(Ford story updated with Ford April sales figures, analyst reaction to the figures and stock price movement.)
Ford (F) is still generating a mixed bag of reviews after reporting strong first quarter earnings last week and yet another month of sales improvements this week.
The reaction has hardly surprised Ford equity analysts.
"Ford has had a strong run over the past year, so it's not surprising people have locked in profits," Standard & Poor's analyst Efraim Levy told TheStreet. Now "the question is, what will you do for me next?" Meanwhile, Craig-Hallum Capital analyst Steve Dyer said that "it's natural that people would begin to question how much upside is left."
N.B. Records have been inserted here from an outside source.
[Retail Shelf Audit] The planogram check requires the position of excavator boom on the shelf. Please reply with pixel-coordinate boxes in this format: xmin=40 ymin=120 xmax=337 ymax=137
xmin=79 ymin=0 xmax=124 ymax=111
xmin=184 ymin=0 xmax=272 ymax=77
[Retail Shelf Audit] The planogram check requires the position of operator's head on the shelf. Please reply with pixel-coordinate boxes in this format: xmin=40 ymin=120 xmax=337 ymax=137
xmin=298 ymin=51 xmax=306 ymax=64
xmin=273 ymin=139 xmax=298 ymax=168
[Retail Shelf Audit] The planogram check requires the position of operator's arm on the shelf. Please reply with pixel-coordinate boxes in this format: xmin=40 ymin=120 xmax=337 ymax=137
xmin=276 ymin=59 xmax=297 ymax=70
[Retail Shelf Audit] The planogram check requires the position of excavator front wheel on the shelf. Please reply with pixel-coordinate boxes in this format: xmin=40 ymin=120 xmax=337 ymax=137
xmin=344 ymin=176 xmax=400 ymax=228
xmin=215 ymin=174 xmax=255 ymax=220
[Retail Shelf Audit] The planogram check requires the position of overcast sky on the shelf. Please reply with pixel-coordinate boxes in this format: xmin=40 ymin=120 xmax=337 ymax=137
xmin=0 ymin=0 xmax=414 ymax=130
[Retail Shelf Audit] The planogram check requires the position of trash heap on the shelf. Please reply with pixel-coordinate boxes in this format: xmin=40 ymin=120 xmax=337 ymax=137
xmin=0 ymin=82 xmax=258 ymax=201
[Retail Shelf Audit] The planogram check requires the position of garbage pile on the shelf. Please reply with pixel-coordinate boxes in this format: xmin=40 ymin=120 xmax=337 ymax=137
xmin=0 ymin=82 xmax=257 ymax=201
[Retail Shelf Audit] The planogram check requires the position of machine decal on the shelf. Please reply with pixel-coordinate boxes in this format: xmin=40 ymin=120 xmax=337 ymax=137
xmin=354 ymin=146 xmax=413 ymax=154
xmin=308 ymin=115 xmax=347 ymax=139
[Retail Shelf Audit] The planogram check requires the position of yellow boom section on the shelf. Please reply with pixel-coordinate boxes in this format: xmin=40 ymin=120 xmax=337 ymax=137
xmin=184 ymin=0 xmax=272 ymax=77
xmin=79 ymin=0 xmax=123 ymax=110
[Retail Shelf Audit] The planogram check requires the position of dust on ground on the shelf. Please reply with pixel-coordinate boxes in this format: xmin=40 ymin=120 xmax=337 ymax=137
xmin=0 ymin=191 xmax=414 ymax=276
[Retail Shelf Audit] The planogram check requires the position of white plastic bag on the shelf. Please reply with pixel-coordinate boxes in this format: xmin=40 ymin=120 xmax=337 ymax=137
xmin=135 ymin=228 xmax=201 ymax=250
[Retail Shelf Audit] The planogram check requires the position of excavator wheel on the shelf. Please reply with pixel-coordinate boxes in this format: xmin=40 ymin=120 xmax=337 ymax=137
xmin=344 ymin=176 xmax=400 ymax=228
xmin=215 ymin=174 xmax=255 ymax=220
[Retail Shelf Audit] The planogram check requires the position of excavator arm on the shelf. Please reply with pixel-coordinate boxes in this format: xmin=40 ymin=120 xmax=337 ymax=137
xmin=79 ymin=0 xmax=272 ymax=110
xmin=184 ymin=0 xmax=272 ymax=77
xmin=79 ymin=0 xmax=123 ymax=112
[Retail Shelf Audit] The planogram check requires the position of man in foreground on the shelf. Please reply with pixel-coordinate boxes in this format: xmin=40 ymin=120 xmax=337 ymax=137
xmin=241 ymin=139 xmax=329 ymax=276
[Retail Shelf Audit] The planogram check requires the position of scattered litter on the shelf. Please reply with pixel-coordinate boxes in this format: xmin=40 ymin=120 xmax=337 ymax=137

Excluding items, Ford on April 27 posted first-quarter earnings of 46 cents a share, exceeding the 31 cents a share forecast by analysts surveyed by Thomson Reuters.The next day, Credit Suisse analysts downgraded Ford to underperform from neutral. "We do not think this level of profitability is sustainable," analyst Christopher Ceraso wrote in an investor note. He sees "profit headwinds on the horizon," citing a list of concerns including "rising structural costs, to support global expansion; rising raw material costs; rising incentive costs in the U.S. and Europe; and declining profitability in the finance company." These headwinds may not be close enough to be seen just yet, but Ceraso predicts that they will show themselves later into the year. On May 3, Ford reported a 25% increase in April sales, the fifth straight month Ford sales have increased more than 20%. S&P analyst Efraim Levy said he thinks this is good enough to gain market share, "but we think a slow down from March's 43% is something to watch." He expects to see year-over-year improvement in new light vehicle sales to continue for the rest of the year, but thinks that some monthly comparisons will become more difficult. Ford stock is up 2.1% at $13.29 in Tuesday trading.